Being a lawyer was also a great gift. It exposed me to activist judges, something that taught me that, without a reliable rule of law, businesses crumble and anarchy arises. It was frustrating to know that, if I was representing a bank or business in a San Francisco court against an individual, the bank or business would always lose, no matter how rigorously it followed the law, while the individual would always win, no matter how sleazy or careless. The same held true in employer/employee cases. I understood that judicial activism increased the cost of doing business, drove businesses out of the Bay Area (and California), and made it virtually impossible for business people to have reliable predictors to control their conduct.

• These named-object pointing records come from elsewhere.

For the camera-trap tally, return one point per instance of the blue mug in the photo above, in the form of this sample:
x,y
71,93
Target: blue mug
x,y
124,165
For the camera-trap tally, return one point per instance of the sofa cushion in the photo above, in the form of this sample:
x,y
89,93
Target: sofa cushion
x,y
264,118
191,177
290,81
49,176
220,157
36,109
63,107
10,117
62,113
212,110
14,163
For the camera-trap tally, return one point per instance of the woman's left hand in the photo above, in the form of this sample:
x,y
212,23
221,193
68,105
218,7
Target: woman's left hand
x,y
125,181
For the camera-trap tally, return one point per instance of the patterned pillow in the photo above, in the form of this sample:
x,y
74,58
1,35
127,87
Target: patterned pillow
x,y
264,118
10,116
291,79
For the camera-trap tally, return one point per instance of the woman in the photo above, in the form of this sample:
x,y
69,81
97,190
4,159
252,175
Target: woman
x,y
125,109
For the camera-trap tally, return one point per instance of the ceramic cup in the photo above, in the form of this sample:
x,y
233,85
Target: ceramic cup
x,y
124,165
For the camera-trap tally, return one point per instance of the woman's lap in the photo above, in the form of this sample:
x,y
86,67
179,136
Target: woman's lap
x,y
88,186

Earning and spending money taught me that capitalism, if properly policed (not controlled, just policed) enriches people, rather than impoverishes or enslaves them. Living as a responsible adult (rather than a child at home or a cocooned student) taught me that government, even with the best will in the world, is an inefficient engine that moves slowly and that inevitably crushes individuality. I realized that I prefer to keep power diffuse, amongst myriad people with different ideas about the world, rather than aggregated in one, all-powerful being, whether that being is a person or an ostensibly republican government. This made me a strong anti-Communist and, indeed, an anti anything totalitarian.
I learned that the old saying was right, and that I could truly catch more flies with honey (especially true honey, not false words of flattery), than I could with vinegar. I came to regret very deeply the verbal hurts I had inflicted on people. You will seldom catch me being mean, in act or word. (Although I admit to slipping when the migraines hit or the kids fight.)

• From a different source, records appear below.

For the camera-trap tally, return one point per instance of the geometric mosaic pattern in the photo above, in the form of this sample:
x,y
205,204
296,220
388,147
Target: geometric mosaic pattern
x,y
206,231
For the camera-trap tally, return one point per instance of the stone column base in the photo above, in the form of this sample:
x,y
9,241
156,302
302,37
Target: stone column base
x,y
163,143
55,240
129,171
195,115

I found it impossible to cling to my prejudices about God and religious people. The more I learned about science, the more I asked myself, “How did it begin?” I accept the scientific record and scientific conclusions all the way back to the Big Bang — but what came before? Could all this something truly have come from nothing? I don’t know that there is a God, but I’d be an arrogant fool, faced with those questions, to deny a God. I’m not a believer, but I try to live a moral life as an open-minded non-believer. I respect believers.
As for Christianity, I learned that people can hold beliefs different from mine, and still be truly, deeply good people, whom it is often an honor to know. My history studies helped me to understand that the Inquisition is over and that, for the past two hundred years, Christianity has been a uniform force for good in the world. There are, of course, bad people who profess to be Christians, but Christianity as a belief system is a good thing and we should be grateful for it. (I also learned, which few Jews accept, that the Nazis were not a Christian movement, but were a violently anti-Christian movement, something that helped me open my heart and mind to Christianity.)

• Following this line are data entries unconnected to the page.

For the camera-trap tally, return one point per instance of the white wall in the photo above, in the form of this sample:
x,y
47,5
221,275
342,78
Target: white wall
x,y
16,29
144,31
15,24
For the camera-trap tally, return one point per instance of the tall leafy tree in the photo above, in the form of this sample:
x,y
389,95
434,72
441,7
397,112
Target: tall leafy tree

Watching our military during the First Gulf war, and meeting military people as I got older, I began to understand that ours is an exceptional military: a volunteer organization, controlled by the Constitution, and peopled by ordinary Americans. Well, “ordinary” in that they’re neither the dregs, nor the aristocrats, as is the case in other, class-based societies. Instead, they’re people like you and me. Except, unlike me, they’re brave, even the ones who just joined to pay off their student loans. Oh, and they’re patriots, which isn’t that common. And of course, they’re awfully polite and frequently so kind. But other than that….
So here I am: someone who was profoundly stupid as a child and young person, but who had the capacity to learn and who did, in fact, learn and grow.